One of the most frequent ways in which I came unstuck while using the site was during the log-in process. The password rules for E.on meant that I couldn't use a password of the type or pattern I might normally choose, and as such I almost always failed to remember it.

This on its own might have been bearable, but the problem was compounded by the fact that the user is only allowed 2 errors before the account is locked for 15 minutes. Now it could be that I am a cretin of truly epic proportions, but personally I found it rather easy to get the password wrong twice. In fact, I imagine many users could easily make the same typo twice in a row. The fact that the forgotten-password link is also locked for 15 minutes is the icing on the cake.
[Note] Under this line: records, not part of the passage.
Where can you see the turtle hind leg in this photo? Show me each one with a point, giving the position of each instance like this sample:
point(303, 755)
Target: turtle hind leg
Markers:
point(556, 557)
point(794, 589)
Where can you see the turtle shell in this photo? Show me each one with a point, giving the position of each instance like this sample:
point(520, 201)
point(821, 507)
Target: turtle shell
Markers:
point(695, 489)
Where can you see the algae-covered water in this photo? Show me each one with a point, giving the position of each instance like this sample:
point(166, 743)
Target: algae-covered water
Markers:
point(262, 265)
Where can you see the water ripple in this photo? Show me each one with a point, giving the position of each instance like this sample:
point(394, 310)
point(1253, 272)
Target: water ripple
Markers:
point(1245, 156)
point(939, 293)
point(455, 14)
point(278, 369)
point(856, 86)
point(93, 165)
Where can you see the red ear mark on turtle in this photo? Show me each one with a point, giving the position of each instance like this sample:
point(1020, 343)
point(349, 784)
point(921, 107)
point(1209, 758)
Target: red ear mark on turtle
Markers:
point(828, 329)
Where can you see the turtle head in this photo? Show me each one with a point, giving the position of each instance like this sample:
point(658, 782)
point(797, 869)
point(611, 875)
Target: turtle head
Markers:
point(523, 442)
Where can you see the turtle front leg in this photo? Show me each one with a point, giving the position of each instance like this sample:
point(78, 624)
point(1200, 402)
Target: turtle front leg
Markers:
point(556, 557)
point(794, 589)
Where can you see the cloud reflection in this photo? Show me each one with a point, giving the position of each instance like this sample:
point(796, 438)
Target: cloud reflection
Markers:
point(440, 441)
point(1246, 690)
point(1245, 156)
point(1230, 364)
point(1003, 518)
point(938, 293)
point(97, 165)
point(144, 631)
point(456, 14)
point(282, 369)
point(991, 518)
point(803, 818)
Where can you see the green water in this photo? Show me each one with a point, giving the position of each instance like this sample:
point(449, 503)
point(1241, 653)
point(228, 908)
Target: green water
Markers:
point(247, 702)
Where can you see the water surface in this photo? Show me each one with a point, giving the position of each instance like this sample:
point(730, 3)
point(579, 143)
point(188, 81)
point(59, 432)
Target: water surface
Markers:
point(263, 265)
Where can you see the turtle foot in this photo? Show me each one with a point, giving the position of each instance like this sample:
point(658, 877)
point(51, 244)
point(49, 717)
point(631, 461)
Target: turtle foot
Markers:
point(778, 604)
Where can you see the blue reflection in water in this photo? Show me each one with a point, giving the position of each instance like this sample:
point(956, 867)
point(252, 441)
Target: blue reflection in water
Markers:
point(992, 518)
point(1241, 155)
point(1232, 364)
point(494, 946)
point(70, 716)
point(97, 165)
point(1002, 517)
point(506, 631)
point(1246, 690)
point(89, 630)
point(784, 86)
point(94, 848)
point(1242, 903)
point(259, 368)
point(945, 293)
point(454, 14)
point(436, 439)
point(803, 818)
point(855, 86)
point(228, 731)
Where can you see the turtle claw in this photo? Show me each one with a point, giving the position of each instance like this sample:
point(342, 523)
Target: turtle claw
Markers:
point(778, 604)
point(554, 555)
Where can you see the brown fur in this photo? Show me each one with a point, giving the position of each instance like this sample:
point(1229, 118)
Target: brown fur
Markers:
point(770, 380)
So by combining password rules that differ, however subtly, from the norm, with an oversensitive account lockout, they inadvertently created the perfect conditions for absolute infuriation. My bank doesn't have a system as sensitive as that, and it's hard to see why the place where I look at my gas bill needs to be more secure than my bank. It all comes down to that all-important expectation on the part of the user that things will be easy and convenient - if I want to look at my gas bill, I want to look at it now, not in 15 minutes and after performing a password reset!

All of which means that when it came to the end of my contract with E.on, the experience I might have as a customer via a website seemed at least as important as the potential cost savings of switching supplier. Making my choice of new supplier based on how much effort seemed to have gone into their website was a new experience for me. Many times I've made purchases based on the perceived quality of the item or customer service of the supplier, but never before with a better website experience in mind.

It could be that I'm preaching to the converted here, but for me this was quite a watershed moment. If businesses are to continue making essential administrative functions 'self-service' via the web, then it is vital that they remember what this is replacing: real people, offering real customer service. And just like its human equivalent, if the online customer service experience is notably poor, customers will start to look elsewhere: I certainly did.